Acts 4:15. They conferred among themselves.
It has been asked, How were these apparently private deliberations known to St. Luke? Several probable answers have been given. Some of the priests who afterwards joined the little church (see chap. Acts 6:7) were doubtless present at the council. St. Paul himself, who had much to do with the composition of these memoirs of the Church of the first days, not improbably was a Sanhedrist.
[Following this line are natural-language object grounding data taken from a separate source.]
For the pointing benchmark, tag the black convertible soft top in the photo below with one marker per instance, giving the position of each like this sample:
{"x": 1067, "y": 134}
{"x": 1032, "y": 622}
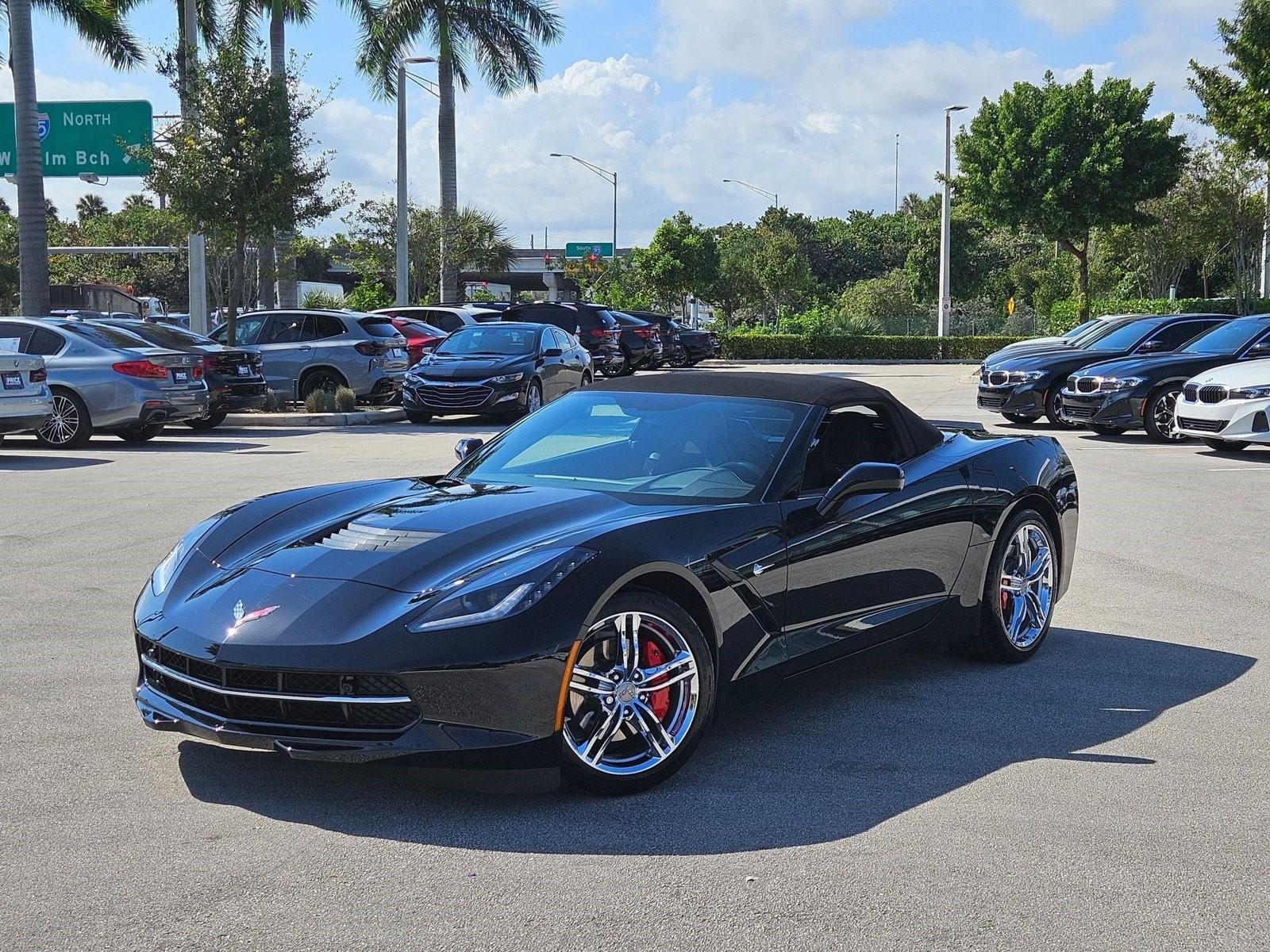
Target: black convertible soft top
{"x": 810, "y": 389}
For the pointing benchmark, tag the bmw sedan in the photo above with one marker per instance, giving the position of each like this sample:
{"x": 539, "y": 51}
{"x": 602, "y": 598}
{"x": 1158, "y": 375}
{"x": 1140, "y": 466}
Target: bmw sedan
{"x": 1142, "y": 393}
{"x": 583, "y": 589}
{"x": 1028, "y": 386}
{"x": 495, "y": 370}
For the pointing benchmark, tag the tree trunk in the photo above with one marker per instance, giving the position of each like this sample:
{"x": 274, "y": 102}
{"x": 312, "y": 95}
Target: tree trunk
{"x": 277, "y": 262}
{"x": 32, "y": 209}
{"x": 448, "y": 164}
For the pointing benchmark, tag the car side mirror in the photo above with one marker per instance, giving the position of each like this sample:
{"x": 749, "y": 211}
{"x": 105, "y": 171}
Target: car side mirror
{"x": 859, "y": 480}
{"x": 468, "y": 446}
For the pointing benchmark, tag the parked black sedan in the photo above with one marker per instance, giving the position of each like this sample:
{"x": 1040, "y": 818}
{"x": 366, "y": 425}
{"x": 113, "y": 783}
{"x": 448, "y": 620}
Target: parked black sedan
{"x": 1024, "y": 387}
{"x": 234, "y": 374}
{"x": 1141, "y": 393}
{"x": 501, "y": 370}
{"x": 582, "y": 589}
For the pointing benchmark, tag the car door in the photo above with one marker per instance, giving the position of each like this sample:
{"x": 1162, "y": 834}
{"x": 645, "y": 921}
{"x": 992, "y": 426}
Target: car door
{"x": 283, "y": 353}
{"x": 882, "y": 565}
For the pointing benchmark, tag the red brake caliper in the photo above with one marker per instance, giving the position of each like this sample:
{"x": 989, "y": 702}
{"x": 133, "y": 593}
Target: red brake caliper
{"x": 660, "y": 700}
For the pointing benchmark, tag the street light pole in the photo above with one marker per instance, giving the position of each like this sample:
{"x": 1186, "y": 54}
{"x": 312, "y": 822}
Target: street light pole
{"x": 403, "y": 263}
{"x": 776, "y": 200}
{"x": 610, "y": 177}
{"x": 945, "y": 226}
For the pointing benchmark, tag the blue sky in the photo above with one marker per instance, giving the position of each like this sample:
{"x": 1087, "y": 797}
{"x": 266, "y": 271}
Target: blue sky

Acts 4:17. Let us straitly threaten them, that they speak henceforth to no man in this name. The council could find no pretext for punishing them. The people, with the memory of the words and works of the Master of Peter and John vividly recalled to them by the work of mercy just done to the poor lame man, were clearly on the side of the accused apostles; so, with mere threats and a stern charge to bring no more before the people the name of that One they had condemned and murdered, but whose look and words haunted them with a nameless terror, they dismissed their prisoners. The expectation that the apostles would have been convicted under the statutes of the law based on Deuteronomy 13:0 (see note on Acts 4:7), was frustrated by the strong feeling shown by the people in favour of the apostles. This the Sanhedrim fairly confessed by their dread lest the knowledge of the new miracle done by the followers of Jesus should spread any farther. The same charge in former days had been made against the Lord, when He was accused of performing miracles by the power of Beelzebub; but then, as now, it fell, owing to the good sense of the people generally, who never for a moment could really bear such a supposition either in the case of Christ or His disciples.
Acts 4:19. In the sight of God. The Eternal is appealed to as the ever-present Judge, as sitting invisible in that august council before whom they were then pleading.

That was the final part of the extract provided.